Jika lolos pengesahan, anak-anak di AS akan mulai divaksinasi awal bulan November dan terlindung di Hari Natal.


Vaksin Covid-19 Pfizer 91 Persen Efektif untuk Anak-anak, Dosisnya Beda dari Dewasa
Vaksin Covid-19 Pfizer dengan dosis ukuran anak-anak dikemas dalam botol oranye untuk membedakannya dengan dosis untuk dewasa. (Foto: Pfizer via Associated Press) ()

AKURAT.CO Amerika Serikat (AS) tengah mempertimbangkan vaksinasi Covid-19 untuk anak-anak. Badan Makanan dan Obat-obatan (FDA) pun menyatakan pada Jumat (22/10) kalau vaksin Covid-19 dari Pfizer dengan dosis untuk anak-anak terlihat sangat efektif untuk mencegah infeksi bergejala pada anak-anak SD dan tak menyebabkan masalah keamanan yang tak terduga.

Dilansir dari NPR, analisis data Pfizer ini diunggah menjelang rapat publik pekan depan yang membahas apakah suntikan siap diberikan untuk sekitar 28 juta anak-anak berusia 5-11 tahun di AS. FDA akan meminta panel ahli vaksin dari luar untuk berpendapat.

Dalam analisis tersebut, tim ilmuwan FDA menyimpulkan kalau manfaat vaksin untuk mencegah rawat inap dan kematian akibat Covid-19 akan lebih besar daripada potensi efek samping serius pada anak-anak.
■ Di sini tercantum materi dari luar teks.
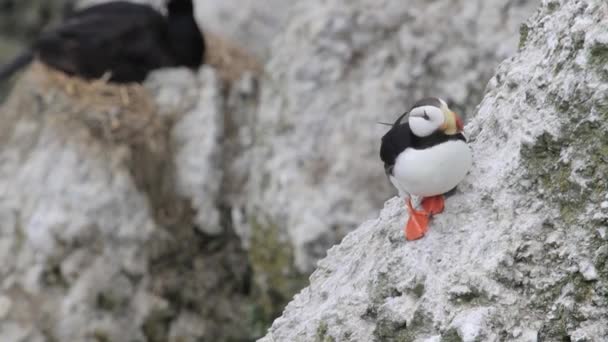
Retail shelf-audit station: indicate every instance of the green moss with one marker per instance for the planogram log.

Namun, tim peninjau FDA berhenti mendesak agar suntikan Pfizer disahkan. Badan ini akan bertanya-tanya ke panel penasihat independennya pada Selasa (26/10) dan mempertimbangkan saran mereka sebelum membuat keputusan.

Jika FDA mengizinkan vaksinasi, Pusat Pengendalian dan Pencegahan Penyakit (CDC) akan membuat rekomendasi tambahan tentang siapa yang harus disuntik pada pekan pertama bulan November. Jadi, anak-anak dapat mulai divaksinasi awal bulan depan, sehingga mereka bisa terlindung sepenuhnya pada Hari Natal.

Vaksin Pfizer dosis penuh sudah direkomendasikan untuk orang-orang berusia 12 tahun ke atas. Di sisi lain, dokter anak dan para orang tua cemas menunggu perlindungan bagi anak-anak yang lebih kecil untuk membendung infeksi dari varian Delta yang sangat menular dan membantu mereka tetap bersekolah.

Menurut tinjauan FDA terhadap vaksin Pfizer, suntikan 2 dosis hampir 91 persen efektif dalam mencegah infeksi bergejala pada anak-anak. Angka tersebut didapat berdasarkan 16 kasus Covid-19 pada anak-anak yang diberikan suntikan plasebo dibandingkan 3 kasus di antara anak-anak yang divaksinasi.

Tak ada penyakit parah yang dilaporkan. Yang divaksinasi pun bergejala jauh lebih ringan daripada anak-anak yang tak divaksinasi. Sebagian besar data penelitian ini dikumpulkan di AS selama Agustus dan September ketika varian Delta mendominasi.

Tinjauan FDA tak menemukan efek samping baru atau tak terduga. Sebagian besar keluhan terdiri dari sakit lengan, demam, atau pegal-pegal. Namun, ilmuwan FDA menyadari penelitian ini tak cukup besar untuk mendeteksi efek samping yang sangat langka, termasuk miokarditis, sejenis peradangan jantung yang kadang terjadi setelah dosis kedua.

FDA menggunakan pemodelan statistik untuk mencoba memprediksi berapa banyak rawat inap dan kematian akibat Covid-19 yang mampu dicegah vaksin versus jumlah potensi efek samping jantung yang mungkin ditimbulkannya. Dalam 4 skenario pandemi, vaksin jelas mencegah lebih banyak rawat inap daripada prediksi efek samping jantung. Jadi, secara keseluruhan, regulator tersebut menyimpulkan bahwa manfaat perlindungan vaksin jelas akan lebih besar daripada risikonya.